BAT reported that constant currency revenue growth was now expected to be at the high end of the 1-3% range, including a £50m hit in its new category revenue following a decision to withdraw a glo Sens e-cig product from Japan.
CEO Jack Bowles said: “Throughout 2020, our priority has been the health and wellbeing of our employees. Covid-19 has made this a difficult year for everyone, and I am proud of the continued commitment and dedication of our people around the world. It is their hard work that has ensured we are on track to deliver a strong set of results in 2020, given this backdrop.
”We are confident about the future for BAT and are committed to our 2025 new category revenue ambition of £5bn.
“While the environment remains uncertain, due to the continuing challenges of Covid-19, the business is performing strongly.”
Nestlé Purina PetCare is set to invest $550m to expand its petfood manufacturing facility in Hartwell, Georgia, creating up to 130 jobs.
The expansion comes just one year after the factory opening in November 2019.
In 2017, Purina announced plans to open a wet petfood factory in Hartwell, with a commitment to invest $320m and employ 240 staff by 2023.
As a result of growing demand for Purina’s high-quality and nutritious pet care brands, the facility is expanding to add processing, packaging and warehouse capacity, for a total of $870m committed to the company’s Hartwell operations.
This expansion in Hartwell is part of a broader growth plan for Purina in the US, which also includes new factories recently announced in Williamsburg Township, Ohio, and Eden, North Carolina.
Purina brands feed 49 million dogs and 66 million cats in the US every year, and the Hartwell location produces several of the company’s flagship brands, including Fancy Feast.
The FTSE 100 has had a confident start despite Brexit jitters, climbing 0.9% to 6,614.29pts.
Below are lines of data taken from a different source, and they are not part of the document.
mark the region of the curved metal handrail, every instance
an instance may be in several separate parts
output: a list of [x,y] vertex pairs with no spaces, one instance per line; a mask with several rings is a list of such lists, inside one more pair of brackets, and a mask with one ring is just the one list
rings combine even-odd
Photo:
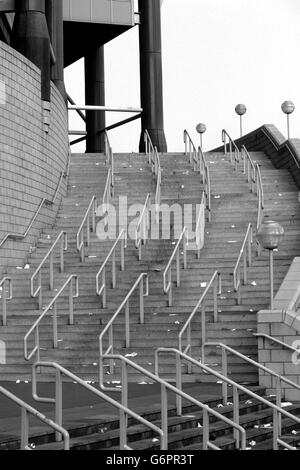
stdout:
[[[127,233],[126,230],[121,230],[117,240],[113,244],[109,254],[103,262],[100,270],[96,276],[96,293],[101,297],[102,308],[106,308],[106,266],[110,260],[112,260],[112,288],[116,288],[116,249],[121,244],[121,271],[125,270],[125,249],[127,247]],[[102,285],[100,286],[100,278],[102,279]]]
[[[6,297],[6,285],[8,284],[8,297]],[[0,281],[0,290],[2,289],[2,325],[7,326],[7,304],[13,298],[12,280],[10,277],[4,277]]]
[[205,193],[202,194],[201,204],[199,215],[196,223],[196,247],[197,247],[197,255],[198,259],[201,256],[201,250],[204,247],[205,241],[205,223],[206,223],[206,195]]
[[[75,281],[75,294],[73,293],[73,281]],[[65,289],[69,287],[69,324],[74,325],[74,308],[73,308],[73,299],[78,298],[79,289],[78,289],[78,276],[73,274],[68,278],[68,280],[61,287],[59,292],[56,294],[54,299],[51,300],[48,307],[45,308],[43,313],[36,320],[34,325],[30,328],[28,333],[24,337],[24,357],[26,361],[30,361],[34,355],[37,355],[37,360],[40,360],[40,333],[39,326],[46,315],[52,313],[52,323],[53,323],[53,347],[57,349],[58,347],[58,328],[57,328],[57,301],[62,296],[62,293]],[[31,353],[28,353],[28,340],[30,336],[35,333],[35,346]]]
[[[221,274],[216,271],[209,283],[207,284],[203,294],[201,295],[196,307],[192,311],[191,315],[185,322],[183,328],[181,329],[179,336],[178,336],[178,348],[180,351],[184,353],[192,353],[192,321],[194,320],[196,314],[198,313],[199,309],[201,308],[201,337],[202,337],[202,347],[206,342],[206,305],[205,301],[207,295],[211,288],[213,288],[213,306],[214,306],[214,323],[218,321],[218,295],[222,293],[222,278]],[[183,350],[183,335],[187,333],[187,346]]]
[[[146,292],[144,292],[144,282],[146,282]],[[140,316],[140,323],[144,324],[145,322],[145,317],[144,317],[144,298],[148,297],[149,295],[149,279],[148,279],[148,274],[142,273],[137,281],[134,283],[128,294],[126,295],[125,299],[121,303],[120,307],[117,309],[116,313],[112,316],[110,321],[107,323],[107,325],[104,327],[102,332],[99,335],[99,351],[100,351],[100,357],[106,356],[107,354],[110,354],[114,352],[114,335],[113,335],[113,326],[115,323],[115,320],[119,317],[123,309],[125,309],[125,347],[130,348],[130,308],[129,308],[129,301],[135,291],[139,288],[139,302],[140,302],[140,307],[139,307],[139,316]],[[109,334],[108,338],[108,348],[104,352],[104,337],[106,334]],[[99,364],[100,367],[100,373],[103,374],[103,360],[100,361]],[[110,364],[110,371],[111,374],[114,373],[114,363],[113,361]]]
[[273,336],[266,335],[266,334],[264,334],[264,333],[253,333],[253,336],[256,336],[256,338],[267,339],[267,340],[270,341],[271,343],[276,343],[276,344],[278,344],[279,346],[282,346],[282,347],[285,348],[285,349],[289,349],[290,351],[300,353],[300,349],[295,348],[294,346],[292,346],[292,345],[290,345],[290,344],[284,343],[284,342],[281,341],[280,339],[274,338]]
[[183,131],[183,142],[185,144],[184,153],[185,155],[189,155],[190,164],[194,165],[194,171],[197,171],[198,166],[198,171],[201,172],[201,163],[199,161],[199,154],[197,153],[197,148],[186,129]]
[[[42,295],[42,268],[50,258],[50,290],[52,291],[54,288],[54,271],[53,271],[53,253],[55,248],[60,244],[60,272],[64,272],[64,252],[67,251],[68,249],[68,237],[66,232],[61,232],[55,242],[53,243],[52,247],[44,257],[43,261],[40,263],[40,265],[37,267],[35,270],[34,274],[31,276],[30,279],[30,295],[32,298],[36,298],[37,296],[39,297],[38,300],[38,305],[39,309],[42,308],[42,302],[43,302],[43,295]],[[38,287],[34,290],[34,281],[36,277],[38,276]]]
[[145,142],[145,153],[149,157],[149,165],[151,165],[152,173],[154,173],[154,169],[156,165],[155,148],[154,148],[154,145],[152,143],[151,137],[147,129],[144,132],[144,142]]
[[22,410],[21,415],[21,450],[31,450],[29,446],[29,419],[28,415],[32,415],[42,423],[46,424],[50,428],[54,429],[56,433],[59,433],[64,438],[64,450],[70,449],[70,435],[66,429],[61,425],[55,423],[45,415],[37,411],[32,406],[28,405],[25,401],[13,395],[11,392],[0,386],[0,393],[8,398],[10,401],[18,405]]
[[[37,395],[37,370],[38,370],[38,368],[41,368],[41,367],[52,368],[52,369],[55,369],[55,371],[56,371],[57,395],[56,395],[55,399],[41,398]],[[63,421],[62,377],[61,377],[62,375],[68,377],[73,382],[79,384],[84,389],[86,389],[89,392],[93,393],[97,397],[101,398],[101,400],[106,401],[107,403],[109,403],[114,408],[117,408],[120,411],[120,448],[122,450],[132,450],[127,445],[127,416],[130,416],[131,418],[135,419],[136,421],[143,424],[147,428],[149,428],[152,431],[159,434],[160,440],[161,440],[161,450],[166,450],[165,434],[164,434],[163,430],[160,429],[155,424],[151,423],[150,421],[147,421],[145,418],[138,415],[137,413],[132,411],[130,408],[128,408],[128,403],[127,403],[126,406],[119,403],[118,401],[116,401],[113,398],[109,397],[105,393],[101,392],[101,390],[98,390],[95,387],[93,387],[92,385],[86,383],[84,380],[80,379],[75,374],[72,374],[72,372],[68,371],[64,367],[61,367],[59,364],[57,364],[55,362],[37,362],[36,364],[33,365],[33,369],[32,369],[33,396],[34,396],[35,400],[40,402],[40,403],[54,403],[55,404],[55,409],[56,409],[56,416],[57,416],[57,419],[60,423],[62,423],[62,421]]]
[[163,274],[163,288],[164,288],[164,293],[169,294],[169,307],[172,307],[172,304],[173,304],[172,264],[175,261],[175,259],[176,259],[176,283],[177,283],[177,287],[180,287],[180,271],[181,271],[180,246],[181,246],[181,243],[183,244],[183,269],[187,269],[187,247],[188,247],[187,227],[184,227]]
[[237,293],[237,304],[241,303],[241,264],[243,262],[244,276],[243,284],[248,282],[248,267],[252,265],[252,243],[253,243],[253,229],[252,224],[248,225],[248,229],[240,250],[239,257],[233,271],[233,289]]
[[151,214],[151,194],[148,194],[135,229],[135,247],[139,250],[139,261],[142,260],[142,245],[146,244],[149,237]]
[[[90,245],[91,240],[91,216],[92,216],[92,232],[96,231],[96,209],[97,209],[97,197],[93,196],[89,206],[84,214],[81,225],[78,229],[76,240],[77,240],[77,251],[80,253],[81,262],[84,261],[85,250],[84,246]],[[84,228],[86,229],[86,242],[84,241]]]
[[[130,361],[128,358],[121,356],[121,355],[109,355],[105,356],[104,358],[110,359],[113,361],[119,360],[121,361],[122,365],[122,390],[116,388],[107,388],[104,386],[103,375],[99,375],[100,381],[99,385],[102,390],[106,391],[122,391],[122,404],[125,406],[128,402],[128,366],[133,368],[134,370],[140,372],[144,377],[148,377],[152,382],[156,382],[161,386],[161,426],[164,435],[164,443],[165,449],[168,449],[168,397],[167,397],[167,390],[170,390],[172,393],[176,395],[176,400],[180,398],[181,402],[182,399],[193,403],[193,405],[198,406],[203,412],[203,450],[208,450],[208,448],[213,450],[220,450],[219,447],[216,447],[213,443],[209,441],[209,415],[213,415],[215,418],[225,422],[232,426],[236,433],[238,433],[238,442],[241,442],[241,449],[246,449],[246,431],[245,429],[240,426],[239,424],[234,423],[231,419],[223,416],[218,411],[210,408],[208,405],[200,402],[196,398],[184,393],[182,388],[176,388],[174,385],[168,383],[167,381],[161,379],[156,373],[156,375],[152,374],[147,369],[139,366],[135,362]],[[182,416],[182,409],[178,416]],[[238,445],[238,447],[240,447]]]
[[[225,346],[225,345],[224,345]],[[231,349],[231,348],[228,348]],[[287,449],[293,449],[296,450],[296,448],[292,448],[289,444],[286,444],[284,441],[280,439],[281,436],[281,416],[284,415],[287,418],[291,419],[292,421],[296,422],[297,424],[300,424],[300,418],[297,416],[289,413],[288,411],[284,410],[281,408],[281,406],[275,405],[269,400],[266,400],[265,398],[261,397],[260,395],[257,395],[255,392],[252,392],[252,390],[249,390],[248,388],[244,387],[243,385],[240,385],[237,382],[234,382],[233,380],[229,379],[226,375],[223,375],[212,368],[206,366],[203,362],[196,361],[192,357],[188,356],[187,354],[178,351],[178,349],[174,348],[159,348],[155,352],[155,371],[158,373],[158,368],[159,368],[159,354],[160,353],[171,353],[173,352],[176,355],[176,387],[181,389],[182,388],[182,367],[181,367],[181,360],[184,359],[186,362],[188,362],[191,366],[196,366],[202,369],[204,372],[211,374],[212,376],[218,378],[220,381],[224,382],[226,386],[230,385],[233,388],[233,421],[236,424],[239,424],[239,391],[243,392],[245,395],[249,395],[250,397],[254,398],[255,400],[263,403],[265,406],[272,408],[273,409],[273,450],[278,450],[278,445],[281,445]],[[227,405],[227,396],[223,396],[224,399],[224,404],[226,403]],[[177,406],[179,408],[182,407],[182,403],[180,400],[178,400]],[[237,443],[239,442],[239,436],[236,435],[235,433],[235,439]]]
[[238,146],[234,142],[234,140],[230,137],[228,132],[223,129],[222,130],[222,142],[224,143],[224,154],[227,155],[227,139],[229,141],[229,153],[230,153],[230,161],[233,163],[233,148],[234,148],[234,163],[235,163],[235,169],[237,170],[238,163],[240,162],[240,151],[238,149]]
Early risers in food and drink include WH Smith, up 2.9% to 1,634p, Coca-Cola European Partners, up 2.8% to €39.45, and Tesco.
Bakkavor was among falling stocks after a big rise yesterday (see below), down 2.3% to 81p, while SSP Group fell a further 1.4% to 343.3p, and Nichols was down 1.3% to 1,130p.
Yesterday in the City
The FTSE 100 nudged its nose just ahead by 0.1% to 6,558.82pts after spending most of the day in the red as Brexit talks remained on a knife edge.
It was a mixed day for the three listed grocers after the latest Kantar market share figures showed soaring sales in November as England went back into lockdown. Morrisons, which was the best performing of the Big Four, climbed 1.7% to 176.5p, while Sainsbury’s increased 2.1% to 216.2p and Tesco slipped 0.1% to 224.5p.
Risers yesterday included Bakkavor, up 7.8% to 82.9p, Hotel Chocolat, up 6.1% to 432.5p, and packaging group DS Smith, up 3.8% to 362p.
C&C Group, Greencore, Finsbury Food Group and SSP Group were all among the fallers, down 6% to 228.5p, 5.7% to 116.5p, 3.4% to 72p and 3.1% to 348.2p respectively.